ゴールデンウィーク
ゴールデンウィーク初日、俺は10時に目が覚めた。
予定のない学生の休日なんてこんなもんだろう。
今日はお姉ちゃんと一緒に宿題をして遊ぶという計画をたてている。俺は顔を洗うとリビングにでた。
プクーっと頬を膨らませた。可愛らしい小さい女の子が待っていた。もちろんお姉ちゃんだ。
「りょーくん遅い…」
むーっと、お姉ちゃんは怒っていた。
「ごめんごめん。普段のくせでついつい。」
「罰としてお昼ご飯は、カレーライスのカレー抜き…」
「それ、ただのお米じゃん!」
「お米は単体でも美味しい…」
「どうか!ルーを!ルーをお恵みください。」
俺が必死に頼むとお姉ちゃんは「ふんっ」と可愛らしくいって
「りょーくん次第です。」
と譲歩してもらった。これは頑張るしかない!
「りょーくん次第で、塩がかけれます…」
「塩かい!」
午前中から楽しく話していた。ちなみにりょーくんおは俺のことである。「りょくと」とは言いにくいらしく、りょーくんと呼ぶことになった。
俺達は早速宿題に取り掛かることにした。
宿題をやり始め1時間と少し経った、お昼前でだんだんお腹空いてきて集中力が切れだした。
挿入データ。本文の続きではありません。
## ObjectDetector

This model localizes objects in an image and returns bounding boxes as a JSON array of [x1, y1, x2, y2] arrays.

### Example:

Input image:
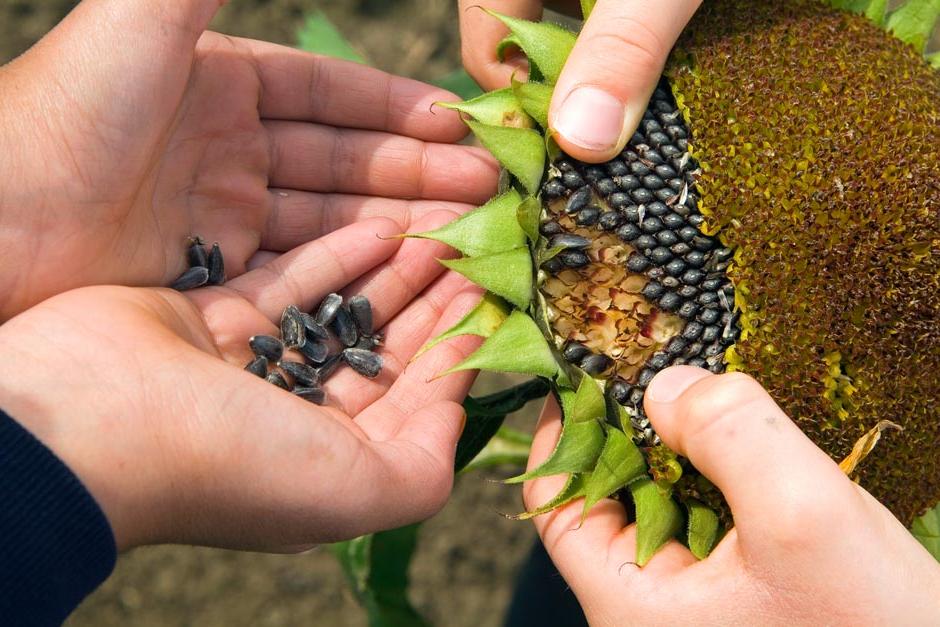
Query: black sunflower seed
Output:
[[558, 250, 590, 268], [280, 360, 321, 387], [348, 295, 374, 336], [299, 340, 329, 364], [565, 186, 592, 214], [249, 335, 284, 362], [266, 371, 289, 390], [293, 386, 326, 405], [207, 243, 225, 285], [332, 307, 359, 347], [549, 233, 591, 250], [580, 353, 612, 375], [315, 293, 343, 326], [609, 379, 631, 404], [317, 353, 343, 381], [187, 240, 208, 268], [343, 348, 383, 379], [539, 220, 563, 236], [280, 305, 306, 348], [245, 356, 268, 378], [355, 335, 381, 351], [562, 341, 590, 363], [170, 266, 209, 291], [301, 313, 331, 341]]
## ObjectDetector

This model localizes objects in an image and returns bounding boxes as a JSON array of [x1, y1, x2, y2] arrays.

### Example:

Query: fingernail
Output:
[[552, 86, 628, 152], [645, 366, 713, 403]]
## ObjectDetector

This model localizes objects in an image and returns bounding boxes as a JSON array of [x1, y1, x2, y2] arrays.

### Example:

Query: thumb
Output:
[[549, 0, 700, 163], [643, 367, 853, 538]]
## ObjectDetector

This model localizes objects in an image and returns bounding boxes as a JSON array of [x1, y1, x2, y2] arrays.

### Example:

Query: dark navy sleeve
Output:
[[0, 409, 116, 626]]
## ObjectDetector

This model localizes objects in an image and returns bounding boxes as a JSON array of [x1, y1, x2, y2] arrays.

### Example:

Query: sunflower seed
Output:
[[299, 340, 329, 364], [293, 386, 326, 405], [355, 335, 380, 351], [317, 353, 343, 381], [280, 305, 306, 348], [315, 293, 343, 326], [171, 266, 209, 291], [332, 307, 358, 347], [265, 371, 289, 390], [348, 295, 374, 336], [343, 348, 383, 379], [207, 243, 225, 285], [280, 360, 320, 387], [301, 313, 330, 341], [245, 356, 268, 378], [249, 335, 284, 362], [187, 240, 208, 268]]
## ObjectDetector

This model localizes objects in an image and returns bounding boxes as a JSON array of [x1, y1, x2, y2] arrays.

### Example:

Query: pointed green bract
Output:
[[886, 0, 940, 53], [409, 190, 526, 257], [443, 310, 559, 378], [865, 0, 889, 23], [511, 78, 553, 129], [686, 500, 721, 560], [504, 418, 606, 484], [517, 196, 541, 242], [580, 428, 647, 519], [484, 10, 577, 85], [415, 293, 510, 359], [435, 89, 535, 128], [441, 248, 533, 309], [496, 33, 523, 61], [631, 479, 683, 566], [568, 376, 607, 423], [580, 0, 597, 19], [466, 121, 545, 195], [912, 502, 940, 561], [514, 473, 588, 520]]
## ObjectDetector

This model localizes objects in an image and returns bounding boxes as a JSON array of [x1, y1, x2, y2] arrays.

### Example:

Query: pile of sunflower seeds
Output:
[[171, 236, 225, 291], [244, 293, 384, 405]]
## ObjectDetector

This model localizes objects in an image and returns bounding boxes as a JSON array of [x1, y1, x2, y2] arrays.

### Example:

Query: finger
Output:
[[224, 217, 402, 321], [265, 121, 498, 203], [261, 189, 476, 251], [644, 367, 855, 542], [459, 1, 542, 90], [240, 39, 470, 143], [549, 0, 701, 162]]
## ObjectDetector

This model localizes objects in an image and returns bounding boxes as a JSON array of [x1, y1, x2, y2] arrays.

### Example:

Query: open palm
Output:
[[0, 0, 495, 320], [0, 215, 483, 551]]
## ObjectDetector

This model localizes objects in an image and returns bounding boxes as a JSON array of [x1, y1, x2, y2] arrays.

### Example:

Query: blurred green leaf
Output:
[[462, 426, 534, 472], [434, 69, 485, 100], [456, 378, 550, 472], [297, 10, 367, 63], [928, 50, 940, 68], [912, 501, 940, 561], [331, 525, 428, 627], [886, 0, 940, 54]]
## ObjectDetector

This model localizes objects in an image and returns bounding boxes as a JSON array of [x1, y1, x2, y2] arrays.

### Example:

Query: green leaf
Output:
[[331, 525, 428, 627], [828, 0, 887, 23], [511, 79, 554, 129], [580, 428, 647, 517], [631, 479, 683, 566], [568, 375, 607, 424], [433, 69, 484, 100], [462, 426, 534, 473], [456, 378, 550, 472], [409, 189, 526, 257], [686, 500, 721, 560], [581, 0, 598, 19], [912, 501, 940, 561], [436, 89, 534, 128], [443, 310, 559, 378], [296, 10, 367, 63], [485, 10, 577, 84], [516, 195, 542, 242], [886, 0, 940, 53], [496, 34, 523, 62], [415, 293, 510, 359], [514, 473, 589, 520], [466, 120, 546, 195], [928, 50, 940, 69], [504, 418, 606, 483], [440, 248, 533, 309]]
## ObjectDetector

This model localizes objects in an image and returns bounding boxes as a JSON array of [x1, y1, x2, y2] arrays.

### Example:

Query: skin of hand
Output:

ふとお姉ちゃんの方から視線を感じたので、そちらを向くと
「じーっ。」と俺の方を見ていた。
「どうしたの?お姉ちゃん」
「わからないところあったら言ってね。」
「うん、ありがとう。お姉ちゃんも自分の作業に集中していいよ?」
「問題ない。終わった。」
「ええ、まだ1時間半しか経ってないよ?俺、5時間は使いそうなんだけど…」
「お姉ちゃんは、弟より頭いい…」
「お姉ちゃん頭良かったの!?」
お姉ちゃんはムッとなった。
「小さいから馬鹿にしてた…?」
「いいえ、全く考えたこともありません。とても美しい顔をしていらっしゃるので頭脳明晰だと思ってました。」
これ以上、お昼ご飯にペナルティを課せられるのはたまったもんじゃないので、褒めて照れさせて話を逸らす作戦へとでる。
するとお姉ちゃんは顔を桃色にして俯いた。
「でも、カレーライス、ご飯とカレー抜き塩あり…」
「あれ?俺のお昼塩だけになってない?」
「人間、塩分と水分さえとればしばらく持つ…」
「恐ろしいこと言ってる…」
その後きりのいい所で宿題を一旦終え、俺達は昼食をとることにした。
優しいお姉ちゃんは、何だかんだでカレーライスに唐揚げをトッピングしてくれた。
最初はからかって塩だけの乗った皿を持ってきたのだが、俺が戸惑ってる様子を見て楽しそうに笑ったあとちゃんとしたカレーライスを持ってきてくれた。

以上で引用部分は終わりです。